Is 2013 the Time For CPA and Other Professional Services Firms to Re-Think and Re-Allocate the Marketing Budget?
Quite a few CPA and other professional services marketingprograms are gearing up for the annual budgeting process. There’s as many different ways to develop a marketing plan and budget as there are apps for your smart phone (well, maybe not all that many), but the fact of the matter is that even in the face of monumental change happening in the world of professional services marketing, it’s likely that your firm’s budget allocation strategies of the past will drive its allocation strategy of 2013.
Perhaps 2013 is the year that you shake up your marketing budgeting strategy, because after all, according to available data, marketing represents an expenditure of 2% to 5% of your top line.
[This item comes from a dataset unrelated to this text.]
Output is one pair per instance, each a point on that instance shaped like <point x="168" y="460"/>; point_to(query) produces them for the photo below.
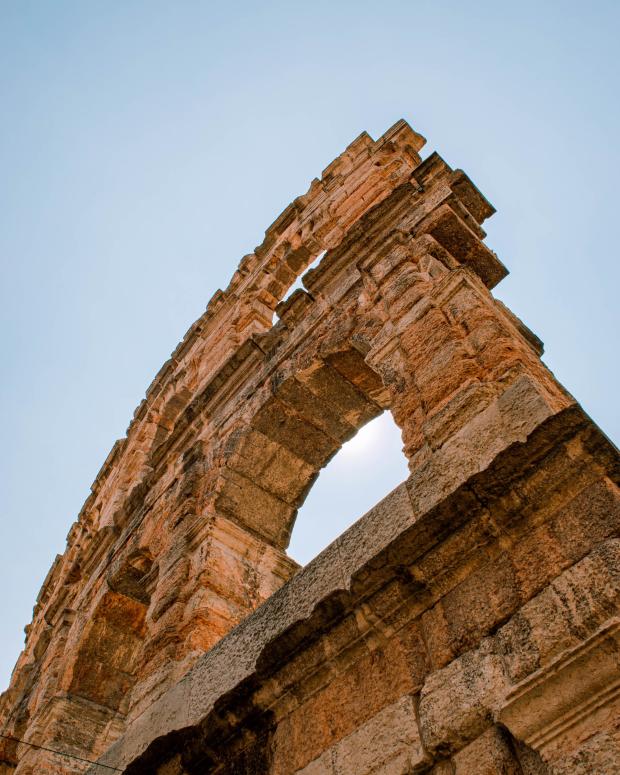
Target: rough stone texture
<point x="468" y="624"/>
But where do you shake, and how do you start that process?
My recommendation: start by taking a look at what your competitors are doing, because that will give you insight on allocating budget for purposes of competitive advantage (i.e. hitting ‘em where they ain’t), or for purposes of leveling the playing field by taking away competitive advantages that they’ve earned with their smart marketing and budget allocation strategies.
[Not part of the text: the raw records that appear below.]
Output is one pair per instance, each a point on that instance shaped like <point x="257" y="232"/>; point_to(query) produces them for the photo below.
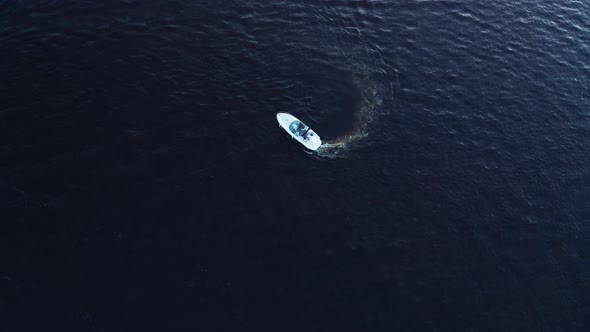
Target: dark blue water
<point x="145" y="185"/>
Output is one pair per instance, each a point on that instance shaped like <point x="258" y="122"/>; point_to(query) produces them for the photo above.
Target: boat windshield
<point x="298" y="128"/>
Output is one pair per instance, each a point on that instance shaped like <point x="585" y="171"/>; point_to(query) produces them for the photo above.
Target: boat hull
<point x="310" y="139"/>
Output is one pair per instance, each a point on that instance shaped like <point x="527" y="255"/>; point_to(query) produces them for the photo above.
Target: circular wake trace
<point x="363" y="118"/>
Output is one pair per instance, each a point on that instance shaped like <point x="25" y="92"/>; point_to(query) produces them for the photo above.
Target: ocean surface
<point x="146" y="186"/>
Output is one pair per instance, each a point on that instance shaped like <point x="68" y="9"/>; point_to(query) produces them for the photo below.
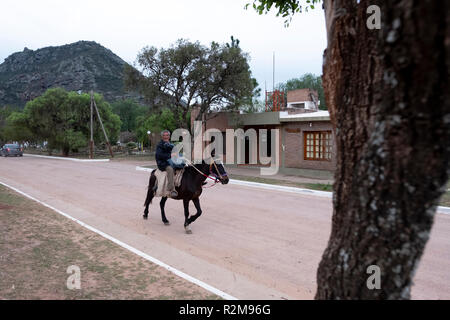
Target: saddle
<point x="161" y="182"/>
Here’s a list of 10 things that you don’t want to see your competitors doing:
- Getting ranked on the first page of search engine results for the services you also offer
- An SEO optimized website
- A consistent blog
- Offers on their website in the form of downloadable content like whitepapers or articles that require a form – that’s how leads are generated!
- An active presence on Twitter, with an emphasis on promoting offers or driving followers to the firm’s website
- A strong LinkedIn program, from up to date and optimized profiles to active promotion and participation in LinkedIn groups
- Acquiring a significant number of backlinks to their website, as the number and quality of backlinks is a key variable in how search engine ranking are achieved
- Showing up on a consistent basis in traditional print media, especially for public relations activities that showcase the firm’s thought leadership
- Putting your clients on their e-mail list, and reaching out to them on a regular basis using a combination of tools from e-newsletters like BizActions to content driven e-mail nurturing campaigns
- Putting your clients into seats at their seminars or workshops
This list represents the visible parts of your competitor’s marketing program, and it’s a pretty sure bet that behind the curtain, they’ve invested in new marketing infrastructure and technology (like HubSpot) to deliver these competitive advantages. They’re putting money into inbound marketing to complement traditional 1:1 referral and networking marketing activities, and putting less money into traditional 1: many marketing activities like advertising and telemarketing.
So, is 2013 going to be the year of the same old marketing budget, or will it be the year where you start to reallocate your marketing spend toward strategies and tactics that will deliver more site traffic, more leads and more new business?